The Tuskegee Institute, now Tuskegee University, is a historically black university founded by Booker T. Washington in 1881. Washington was able to cultivate relationships with wealthy donors, growing the school’s wealth and status. He was able to bring good-standing teachers to Tuskegee, such as George Washington Carver, raising the profile of the school even more. During World War II, Tuskegee became the home of the Tuskegee Airmen, a group of black pilots and military personnel who trained at and near the school. They became the first black pilots in the United States military, and the nearby Tuskegee Airmen National Historic Site. Today, Tuskegee continues as a well-respected center for higher learning.
Tuskegee Institute National Historic Site was established to honor the school for its importance to United States history.

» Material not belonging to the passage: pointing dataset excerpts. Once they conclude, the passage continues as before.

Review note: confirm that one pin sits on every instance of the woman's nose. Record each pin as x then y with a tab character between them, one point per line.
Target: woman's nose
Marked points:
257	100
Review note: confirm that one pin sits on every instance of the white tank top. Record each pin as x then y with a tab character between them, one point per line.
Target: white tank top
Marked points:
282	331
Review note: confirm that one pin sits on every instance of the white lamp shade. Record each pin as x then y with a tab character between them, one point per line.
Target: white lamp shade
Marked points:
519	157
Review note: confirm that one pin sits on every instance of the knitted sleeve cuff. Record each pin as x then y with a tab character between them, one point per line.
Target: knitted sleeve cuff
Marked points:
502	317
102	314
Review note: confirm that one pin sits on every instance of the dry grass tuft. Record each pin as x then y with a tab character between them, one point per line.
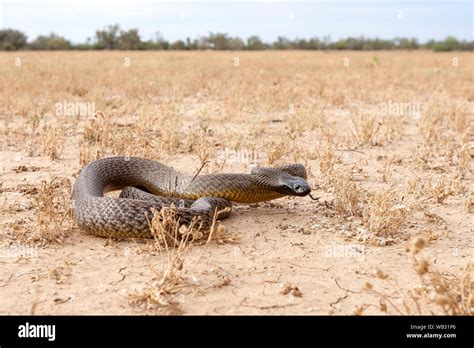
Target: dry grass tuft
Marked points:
365	129
386	213
437	293
53	214
173	241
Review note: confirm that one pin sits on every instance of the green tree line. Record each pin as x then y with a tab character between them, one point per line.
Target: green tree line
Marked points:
113	37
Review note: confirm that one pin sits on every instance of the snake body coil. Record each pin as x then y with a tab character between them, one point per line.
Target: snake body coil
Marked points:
149	184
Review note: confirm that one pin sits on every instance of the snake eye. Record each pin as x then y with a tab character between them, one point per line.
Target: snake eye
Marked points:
300	188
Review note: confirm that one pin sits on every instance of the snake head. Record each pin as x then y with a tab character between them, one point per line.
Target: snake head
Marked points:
296	186
273	179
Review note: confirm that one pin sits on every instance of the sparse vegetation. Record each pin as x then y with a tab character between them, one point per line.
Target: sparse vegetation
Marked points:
380	178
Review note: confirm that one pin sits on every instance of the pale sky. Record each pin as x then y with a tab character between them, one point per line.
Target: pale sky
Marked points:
77	20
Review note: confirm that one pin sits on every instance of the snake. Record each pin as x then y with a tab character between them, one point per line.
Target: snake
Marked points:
147	186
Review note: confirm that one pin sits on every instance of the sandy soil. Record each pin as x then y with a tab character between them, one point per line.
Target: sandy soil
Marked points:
295	255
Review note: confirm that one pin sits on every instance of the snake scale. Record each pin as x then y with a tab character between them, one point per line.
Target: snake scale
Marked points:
148	185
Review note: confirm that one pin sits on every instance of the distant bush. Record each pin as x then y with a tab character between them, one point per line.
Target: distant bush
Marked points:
12	40
113	37
51	42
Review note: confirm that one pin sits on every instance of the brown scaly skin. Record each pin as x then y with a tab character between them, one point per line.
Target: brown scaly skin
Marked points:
159	186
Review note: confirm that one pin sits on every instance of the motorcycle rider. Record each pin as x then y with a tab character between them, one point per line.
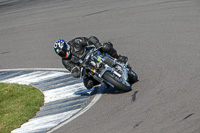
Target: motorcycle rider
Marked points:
71	52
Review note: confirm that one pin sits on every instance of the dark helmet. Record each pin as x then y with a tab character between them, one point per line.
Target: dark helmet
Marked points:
62	48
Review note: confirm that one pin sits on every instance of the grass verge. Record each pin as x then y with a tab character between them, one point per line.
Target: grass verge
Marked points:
18	103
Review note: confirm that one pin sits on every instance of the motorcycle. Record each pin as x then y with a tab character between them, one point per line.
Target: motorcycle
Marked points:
106	69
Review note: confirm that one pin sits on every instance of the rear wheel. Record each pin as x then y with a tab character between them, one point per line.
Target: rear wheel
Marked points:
114	80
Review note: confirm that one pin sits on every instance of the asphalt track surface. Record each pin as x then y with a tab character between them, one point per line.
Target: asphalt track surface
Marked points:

Visitors to the site can walk the school’s grounds, where brick structures built by Tuskegee’s first students still stand. Visitors can go to the George Washington Carver Museum on the university’s grounds (check the National Park System website before you visit because the museum is currently closed for reservations) or tour The Oaks, Booker T. Washington’s home while he served as the president of the school.
Tuskegee Institute provided an interesting look back at United States history, and we enjoyed our tour of the university. We encourage you to visit Tuskegee and perhaps to include visits to Tuskegee Airmen and to the Selma to Montgomery National Historic Trail to get a look at twentieth century black history in southern Alabama.